HERE’S SOME GOOD news or bad news, depending on how much you already hate the treadmill. Researchers have devised a test that gives the machine the power to possibly predict your risk of death within the next decade.

The study, published in the journal Mayo Clinic Proceedings, analysed data gathered over 11.5 years from 58,000 patients who exhibited symptoms that could lead to possible heart trouble. While a doctor measured heart rate, every patient underwent a stress test that had them walk or run on the treadmill at an increasing speed and incline until exhaustion.

Researchers then tracked the deaths of the participants – roughly 6,500 people died over the course of the study – and devised a formula to link mortality to their aerobic fitness.

Specifically they were looking at vitals from the treadmill test like peak heart rate and “metabolic equivalent,” or METs. Zero METs equals the amount of energy you expend lying down while 10 METs equal 10 times that amount. Those results were then plugged into an equation that spat out a number from -200 to 200, which they called the FIT score. The researchers found the higher your MET rate and max heart rate during the test, the better your chance to survive the next decade.

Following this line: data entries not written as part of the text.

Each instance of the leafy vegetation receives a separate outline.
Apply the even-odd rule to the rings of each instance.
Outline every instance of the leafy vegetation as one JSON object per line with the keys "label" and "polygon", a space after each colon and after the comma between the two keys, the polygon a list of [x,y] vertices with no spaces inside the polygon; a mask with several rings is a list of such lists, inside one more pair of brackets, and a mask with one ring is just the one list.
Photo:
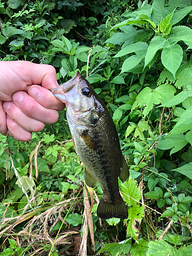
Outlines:
{"label": "leafy vegetation", "polygon": [[127,220],[101,221],[65,111],[29,142],[1,135],[0,255],[190,255],[192,1],[2,0],[0,13],[1,59],[87,77],[131,177]]}

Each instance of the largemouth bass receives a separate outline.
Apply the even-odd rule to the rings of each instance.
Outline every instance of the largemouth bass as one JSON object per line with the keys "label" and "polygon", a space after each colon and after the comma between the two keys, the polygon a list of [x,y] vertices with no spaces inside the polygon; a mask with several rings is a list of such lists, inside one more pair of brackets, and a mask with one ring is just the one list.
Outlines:
{"label": "largemouth bass", "polygon": [[129,172],[105,105],[78,72],[51,91],[66,105],[74,146],[86,167],[87,185],[93,188],[98,181],[103,192],[97,208],[98,217],[126,219],[127,210],[119,193],[118,177],[124,182]]}

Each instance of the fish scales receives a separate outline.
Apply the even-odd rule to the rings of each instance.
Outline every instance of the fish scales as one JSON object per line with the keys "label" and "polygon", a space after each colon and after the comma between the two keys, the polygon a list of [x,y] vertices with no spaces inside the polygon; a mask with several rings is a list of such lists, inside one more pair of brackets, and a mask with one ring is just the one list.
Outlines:
{"label": "fish scales", "polygon": [[124,181],[129,172],[115,124],[105,105],[78,72],[52,92],[66,104],[74,147],[86,167],[87,184],[94,187],[97,181],[103,190],[97,216],[103,219],[127,218],[118,177]]}

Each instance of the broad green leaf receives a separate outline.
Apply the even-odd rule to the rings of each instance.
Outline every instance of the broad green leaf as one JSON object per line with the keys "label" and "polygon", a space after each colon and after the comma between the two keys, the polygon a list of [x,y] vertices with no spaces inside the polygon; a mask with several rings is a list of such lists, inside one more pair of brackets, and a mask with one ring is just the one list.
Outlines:
{"label": "broad green leaf", "polygon": [[[178,72],[179,71],[179,69]],[[180,89],[182,86],[185,88],[187,86],[192,84],[192,67],[187,65],[178,75],[177,79],[175,83],[175,86],[179,89]]]}
{"label": "broad green leaf", "polygon": [[188,45],[192,44],[192,29],[185,26],[177,26],[172,28],[167,36],[167,40],[172,42],[177,42],[183,41]]}
{"label": "broad green leaf", "polygon": [[[165,242],[163,239],[160,241],[151,241],[148,243],[148,249],[146,256],[173,256],[175,254],[170,254],[172,250],[175,252],[174,247]],[[177,251],[177,250],[176,250]]]}
{"label": "broad green leaf", "polygon": [[16,249],[17,247],[17,242],[16,242],[16,241],[13,240],[13,239],[10,239],[9,238],[8,238],[8,240],[11,249]]}
{"label": "broad green leaf", "polygon": [[66,222],[76,227],[82,224],[82,219],[78,214],[71,214],[68,215],[66,218]]}
{"label": "broad green leaf", "polygon": [[187,6],[184,8],[181,8],[179,10],[176,10],[173,16],[172,20],[173,25],[175,25],[180,21],[182,20],[182,19],[191,10],[192,6]]}
{"label": "broad green leaf", "polygon": [[176,96],[170,98],[167,102],[163,103],[161,106],[169,108],[178,105],[189,97],[192,97],[192,86],[188,86],[183,91],[177,94]]}
{"label": "broad green leaf", "polygon": [[143,55],[148,48],[148,45],[144,42],[137,42],[127,46],[121,50],[114,58],[118,58],[122,56],[134,52],[137,55]]}
{"label": "broad green leaf", "polygon": [[179,249],[177,256],[191,256],[191,251],[192,244],[188,246],[184,245]]}
{"label": "broad green leaf", "polygon": [[18,203],[18,210],[19,214],[22,214],[24,211],[24,207],[28,203],[28,201],[26,196],[24,196]]}
{"label": "broad green leaf", "polygon": [[30,180],[30,179],[27,176],[22,176],[20,177],[20,182],[19,182],[18,180],[17,180],[15,183],[18,185],[19,187],[22,187],[23,186],[25,190],[32,189],[35,185],[35,183],[33,181],[33,180]]}
{"label": "broad green leaf", "polygon": [[[191,111],[192,106],[183,112],[179,118],[176,124],[172,129],[172,134],[184,133],[189,130],[192,129]],[[186,140],[185,138],[185,140]]]}
{"label": "broad green leaf", "polygon": [[183,59],[183,50],[179,45],[170,46],[164,48],[161,54],[162,63],[164,67],[173,74],[176,78],[176,71]]}
{"label": "broad green leaf", "polygon": [[159,28],[160,31],[162,33],[165,34],[166,32],[166,29],[167,28],[168,25],[170,23],[170,20],[172,18],[173,14],[174,13],[174,11],[173,11],[172,13],[169,13],[167,16],[165,17],[162,21],[161,20],[160,23]]}
{"label": "broad green leaf", "polygon": [[181,150],[188,143],[183,134],[166,135],[158,143],[157,147],[160,150],[166,150],[172,148],[170,155]]}
{"label": "broad green leaf", "polygon": [[111,255],[117,255],[117,253],[121,255],[126,255],[130,251],[131,248],[131,241],[129,240],[124,243],[110,243],[106,244],[104,247],[101,248],[99,251],[99,253],[101,252],[110,252]]}
{"label": "broad green leaf", "polygon": [[170,13],[165,7],[164,0],[154,0],[152,10],[151,19],[157,26],[159,25],[163,18]]}
{"label": "broad green leaf", "polygon": [[184,164],[181,167],[173,169],[172,170],[178,172],[178,173],[185,175],[190,179],[192,179],[192,162]]}
{"label": "broad green leaf", "polygon": [[119,120],[122,117],[123,114],[123,110],[118,108],[116,109],[115,112],[113,113],[113,120]]}
{"label": "broad green leaf", "polygon": [[152,190],[159,182],[159,178],[156,177],[154,175],[152,175],[148,181],[147,185],[150,190]]}
{"label": "broad green leaf", "polygon": [[155,90],[161,96],[160,101],[162,104],[171,100],[176,92],[175,87],[170,84],[162,84]]}
{"label": "broad green leaf", "polygon": [[64,43],[65,49],[68,52],[70,52],[72,48],[72,45],[70,41],[64,36],[62,36],[62,41]]}
{"label": "broad green leaf", "polygon": [[106,40],[105,43],[118,45],[125,42],[130,37],[129,35],[124,33],[115,33],[111,37]]}
{"label": "broad green leaf", "polygon": [[192,145],[192,130],[188,132],[185,135],[185,139]]}
{"label": "broad green leaf", "polygon": [[155,187],[154,190],[150,191],[144,194],[145,197],[151,199],[158,199],[163,197],[163,190],[160,187]]}
{"label": "broad green leaf", "polygon": [[133,256],[146,256],[148,250],[148,242],[140,239],[132,246],[131,255]]}
{"label": "broad green leaf", "polygon": [[123,77],[121,76],[115,76],[113,80],[111,80],[111,82],[114,82],[117,84],[124,84],[125,83],[124,81]]}
{"label": "broad green leaf", "polygon": [[118,218],[111,218],[106,220],[106,221],[110,226],[116,226],[119,223],[120,220],[120,219]]}
{"label": "broad green leaf", "polygon": [[119,102],[126,103],[127,101],[132,101],[132,100],[129,95],[123,95],[122,96],[120,97],[119,98],[117,98],[117,99],[115,100],[115,101],[117,103]]}
{"label": "broad green leaf", "polygon": [[165,38],[160,36],[155,36],[150,41],[145,58],[144,68],[152,60],[157,51],[168,45]]}
{"label": "broad green leaf", "polygon": [[137,105],[142,108],[144,107],[143,114],[145,116],[152,109],[154,104],[157,105],[160,103],[161,98],[158,91],[152,90],[150,87],[145,87],[137,96],[132,110],[134,110]]}
{"label": "broad green leaf", "polygon": [[127,72],[136,67],[141,61],[141,59],[144,57],[144,55],[138,56],[137,55],[132,55],[127,58],[123,63],[120,74],[124,72]]}
{"label": "broad green leaf", "polygon": [[51,44],[52,44],[54,46],[60,48],[61,50],[63,50],[65,48],[65,44],[63,42],[60,40],[54,40],[51,41]]}
{"label": "broad green leaf", "polygon": [[136,127],[137,126],[136,124],[133,124],[131,125],[129,125],[126,129],[125,137],[126,138],[127,137],[128,137],[130,133],[134,131]]}
{"label": "broad green leaf", "polygon": [[143,147],[141,145],[141,144],[139,142],[137,142],[136,141],[134,141],[134,146],[135,149],[139,153],[141,153]]}

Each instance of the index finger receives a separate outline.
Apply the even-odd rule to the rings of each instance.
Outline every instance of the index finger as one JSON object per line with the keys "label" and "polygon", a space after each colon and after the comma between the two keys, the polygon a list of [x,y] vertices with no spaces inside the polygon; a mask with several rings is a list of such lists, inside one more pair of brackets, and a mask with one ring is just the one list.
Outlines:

“If you were to get a score and realize your survival chances aren’t good, this test drives home how important your fitness is,” Dr. Michael Blaha, one of the study’s authors, told Runner’s World Newswire. “This is really important because this is death, and there aren’t very many things you can use to predict death reliably.”

Unlike recent studies touting the dangers of running, Blaha and his colleagues found no increased risk to high levels of exercise.

“Our study doesn’t show any upper threshold of fitness level,” Blaha said. “The people in our study had a better survival rate the fitter they were.”

For example, a 40-year-old male with a FIT score higher than 105 had a 98 percent chance of surviving the decade. But a score lower than -7 gave him an 89 percent chance of living another 10 years.

Blaha and his team designed the test and formula to be administered by doctors, but fit runners shouldn’t be too concerned. Blaha says if you can sustain a moderate pace on the treadmill – around 8 kph – on a 10 percent incline for 10 minutes or longer, you should be equipped to outrun death for a long time.